2. "Girls vs. Boys" - Johnny is kicked in the testicles by Patti. Nick tries to find out why Johnny was kicked and how to deal with it. The correlative adult issues include sexual harassment and varieties of feminism.
3. "The Territories" - North African students would love to play soccer, but Frankie and his crew won't let them use his field and war starts. The correlative adult issues include terrorism, religion, and property rights.
4. "The Catcher (The Black Market)" - Frankie and his crew work the peanut butter and jelly sandwich racket. Johnny is talked into the black market by Patti as a catcher and becomes indebted to Frankie. The correlative adult issue include the war on drugs and Cannabis in the United States.
5. "The Great Compromise" - Nick is overworked. But time off makes more trouble and chaos in The Yard.

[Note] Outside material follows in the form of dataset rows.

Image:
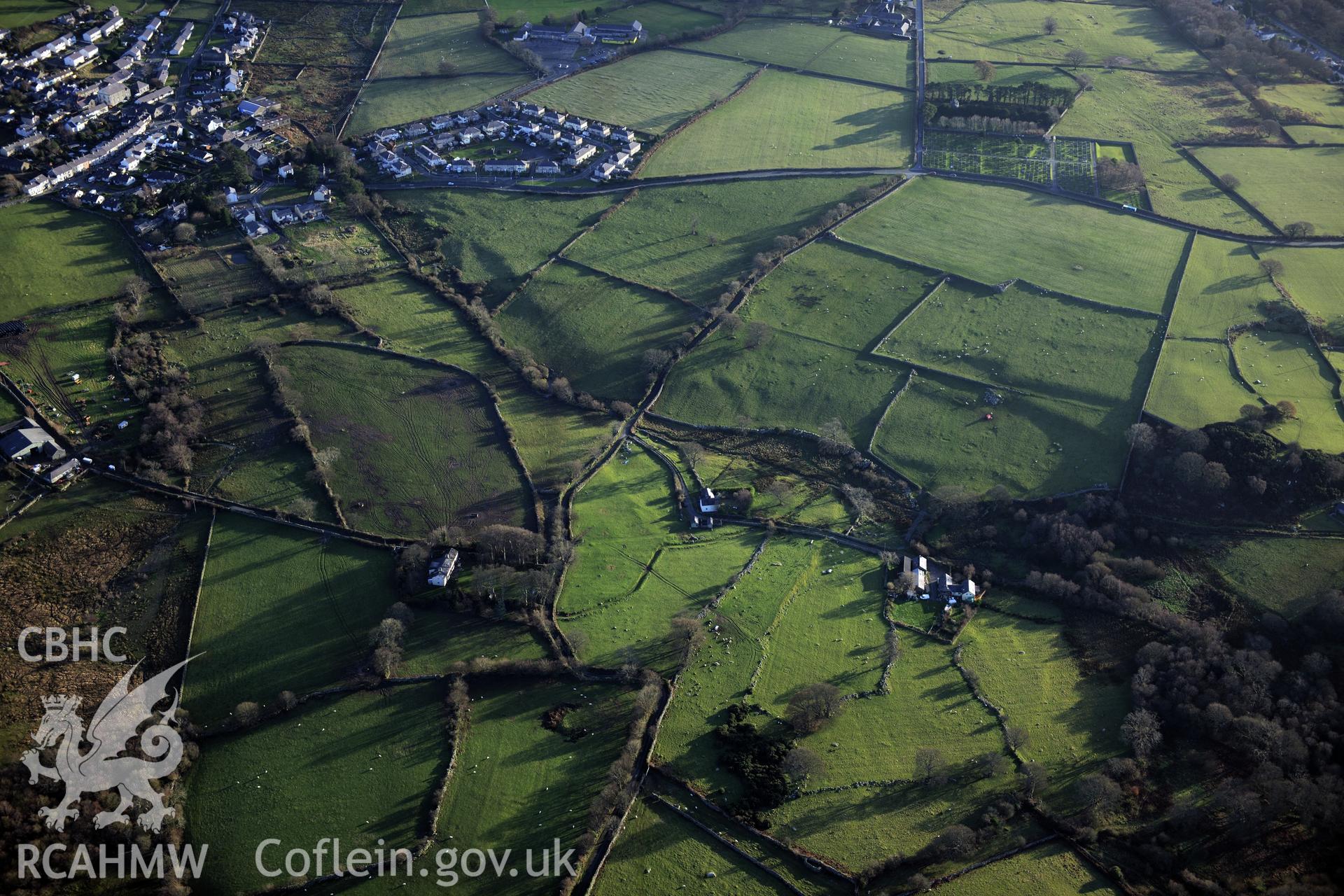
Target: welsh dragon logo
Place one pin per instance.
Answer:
(102, 767)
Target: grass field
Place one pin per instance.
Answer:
(57, 257)
(1030, 671)
(1315, 134)
(15, 14)
(342, 246)
(550, 437)
(1194, 384)
(774, 42)
(809, 48)
(1222, 286)
(863, 825)
(1315, 280)
(722, 671)
(493, 238)
(592, 328)
(410, 83)
(1306, 183)
(1004, 74)
(437, 638)
(992, 234)
(1287, 365)
(1051, 869)
(280, 610)
(830, 629)
(419, 45)
(695, 239)
(1152, 112)
(634, 626)
(1031, 340)
(257, 463)
(277, 782)
(660, 19)
(660, 848)
(1322, 102)
(537, 783)
(398, 101)
(71, 342)
(651, 92)
(937, 434)
(793, 121)
(419, 447)
(622, 517)
(824, 309)
(855, 55)
(1282, 575)
(929, 706)
(213, 277)
(1011, 31)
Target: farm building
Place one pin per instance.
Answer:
(61, 472)
(441, 568)
(23, 438)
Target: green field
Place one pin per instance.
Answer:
(722, 672)
(1288, 365)
(1152, 112)
(64, 343)
(536, 783)
(419, 445)
(550, 437)
(1030, 671)
(1004, 74)
(660, 19)
(1022, 337)
(1315, 279)
(252, 458)
(864, 825)
(651, 92)
(660, 848)
(280, 610)
(695, 239)
(929, 706)
(1049, 871)
(398, 101)
(1194, 384)
(855, 55)
(635, 568)
(830, 629)
(1011, 31)
(57, 257)
(430, 65)
(493, 238)
(1287, 186)
(634, 628)
(437, 638)
(1322, 102)
(993, 234)
(1315, 134)
(1282, 575)
(386, 748)
(793, 121)
(937, 434)
(592, 328)
(774, 42)
(824, 311)
(1224, 285)
(15, 14)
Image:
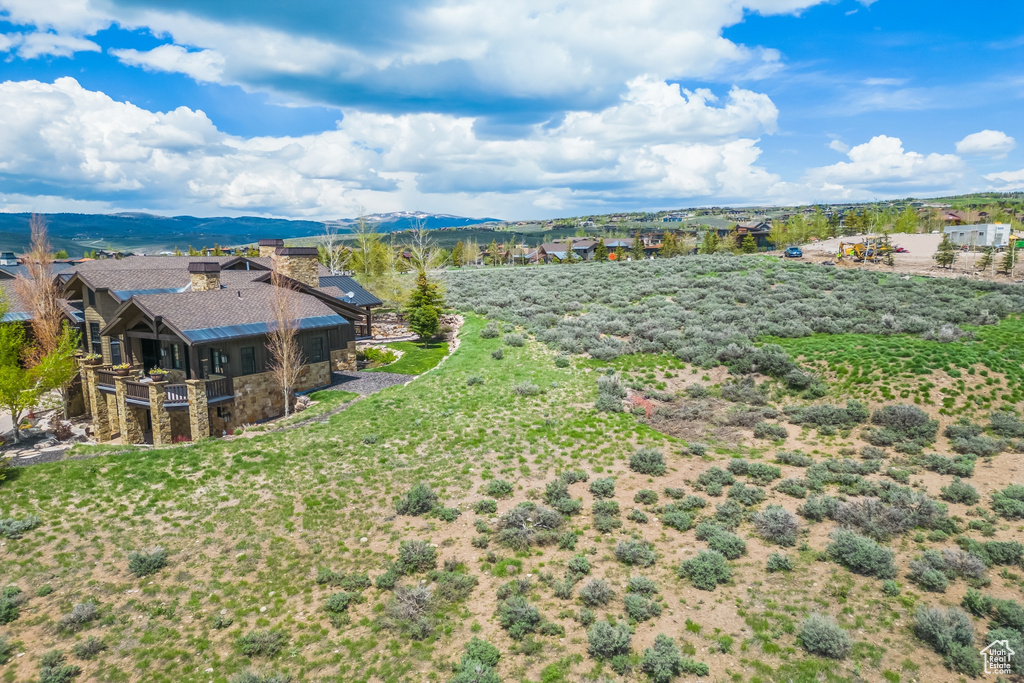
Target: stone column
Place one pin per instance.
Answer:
(199, 412)
(160, 417)
(128, 418)
(97, 404)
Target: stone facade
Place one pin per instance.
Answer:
(343, 359)
(299, 263)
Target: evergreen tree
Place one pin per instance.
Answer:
(946, 254)
(637, 252)
(423, 310)
(669, 248)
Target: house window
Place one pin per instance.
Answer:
(316, 349)
(217, 360)
(116, 358)
(248, 356)
(176, 360)
(97, 342)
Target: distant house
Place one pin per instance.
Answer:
(980, 236)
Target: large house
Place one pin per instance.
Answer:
(205, 321)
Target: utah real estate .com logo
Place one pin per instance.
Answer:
(997, 657)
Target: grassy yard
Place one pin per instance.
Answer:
(416, 357)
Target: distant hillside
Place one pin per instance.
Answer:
(78, 232)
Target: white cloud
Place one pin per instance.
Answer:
(1008, 179)
(61, 139)
(992, 143)
(203, 66)
(882, 166)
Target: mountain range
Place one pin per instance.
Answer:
(78, 232)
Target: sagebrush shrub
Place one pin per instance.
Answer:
(648, 461)
(861, 555)
(706, 570)
(419, 501)
(822, 636)
(147, 561)
(605, 641)
(776, 524)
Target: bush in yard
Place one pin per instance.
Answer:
(13, 528)
(579, 565)
(88, 648)
(1009, 503)
(416, 556)
(706, 570)
(641, 586)
(976, 603)
(527, 524)
(648, 461)
(419, 501)
(645, 497)
(596, 593)
(961, 492)
(822, 636)
(262, 643)
(778, 562)
(770, 430)
(518, 616)
(664, 663)
(499, 488)
(81, 614)
(747, 495)
(861, 555)
(603, 487)
(53, 670)
(1006, 424)
(640, 608)
(775, 524)
(485, 507)
(636, 552)
(605, 641)
(147, 561)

6. "Big Business (The Free Market Stinks)" - Stink bombs are big business in the Yard and Frankie and his crew are at the top. But Mary Miladic starts to complain, Nick works out a plan for the stink bombs. Frankie employs The Mole/Beth to make a new type of failsafe bomb under the sandbox, but it fails on picture day.

== Reception ==
Bill Harris of the Toronto Sun called The Yard "kiddie ‘Sopranos’". The Grid called it "The Wire Babies".